# Dovetail joint



## Dalboy (28 Mar 2019)

I have not hand cut a dovetail joint of any kind since leaving school quite a few years ago I am now in my 60's, but I have cheated and cut them with a jig and router.

I thought that I would have a go as I would like to produce some nice pieces with hand-cut dovetails so today I found a piece of wood that was an offcut from a prepared plank and set to it to produce this joint.

Is there anything I could do to have improved this attempt. (the darker area is where I wet it to show it better). It has not been glued.
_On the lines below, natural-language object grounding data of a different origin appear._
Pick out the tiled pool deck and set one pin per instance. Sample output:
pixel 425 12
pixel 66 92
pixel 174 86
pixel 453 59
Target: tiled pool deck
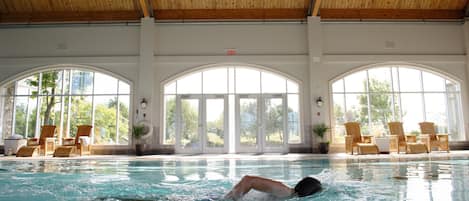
pixel 292 156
I know that I need to practice but I still was quite pleased with today's effort


----------



## MikeG. (28 Mar 2019)

Were the boards properly prepared? By that, I mean were the faces flat and parallel? Because it seems to my old and tired eyes that the pins are differing in thickness. Look particularly at the half pins on the outside edges of the boards. The one on the left looks considerably bigger than the one on the right, which makes me think that the pin board was either tapered, or you misaligned the boards when you marked out the tails.

That apart, there don't appear to be any nasty gaps, or signs that you needed a lump hammer to smash them together!


----------



## AndyT (28 Mar 2019)

Looks good to me!


----------



## Dalboy (28 Mar 2019)

MikeG.":3euwzriy said:


> Were the boards properly prepared? By that, I mean were the faces flat and parallel? Because it seems to my old and tired eyes that the pins are differing in thickness. Look particularly at the half pins on the outside edges of the boards. The one on the left looks considerably bigger than the one on the right, which makes me think that the pin board was either tapered, or you misaligned the boards when you marked out the tails.
> 
> That apart, there don't appear to be any nasty gaps, or signs that you needed a lump hammer to smash them together!



Yes the board was correctly prepared what you see is a slight mismeasurement by myself one is 1/16th" smaller than the other. (note to self measure twice and cut once :lol: ) The board was originally one piece just cut in half and join ends square.

Thank you for your observations Mike. Luckily this is only a practice piece will be a few more before using a dovetail joint on a project in anger


----------



## dzj (29 Mar 2019)

Personally, I prefer to see slight inaccuracies on hand made pieces.
(Not scribe lines, though.)
As for "but I have cheated and cut them with a jig and router". 
It's only cheating if you 'forget to mention' the jig.  
In any case, good job!


----------



## Dalboy (29 Mar 2019)

dzj":2o2msq05 said:


> Personally, I prefer to see slight inaccuracies on hand made pieces.
> (Not scribe lines, though.)
> As for "but I have cheated and cut them with a jig and router".
> It's only cheating if you 'forget to mention' the jig.
> In any case, good job!



Most times you can see a jig cut dovetail. I will eventually like to get them as near as perfect as I can as I said plenty of practice.


----------



## dzj (30 Mar 2019)

Dalboy":p5fx1ef1 said:


> Most times you can see a jig cut dovetail. I will eventually like to get them as near as perfect as I can as I said plenty of practice.



Most times? Even on a predominantly hobbyist forum such as this, you'd be caught out every time. 
With customers, that's a bit different.
1 in 10 knows what a DT is and most of these folks think machines do a better job.
I fear I'm straying from the subject of this thread, though.
As for practicing, sure, a practice run or 2 with some off-cuts or cheaper stock is fine, but judging by
the photos, you already got the hang of it.


----------



## Benchwayze (7 Apr 2019)

You don't seem to have forgotten very much since you left school in the 70s(?) The joint looks quite neat to me. Neater then this 19th century example! 



FWIW. Hand cut dovetails always look better, but a dovetail is a dovetail. For strength and longevity, it matters not how they are cut. Aesthetics? Well that's a different story!  

John (hammer)


----------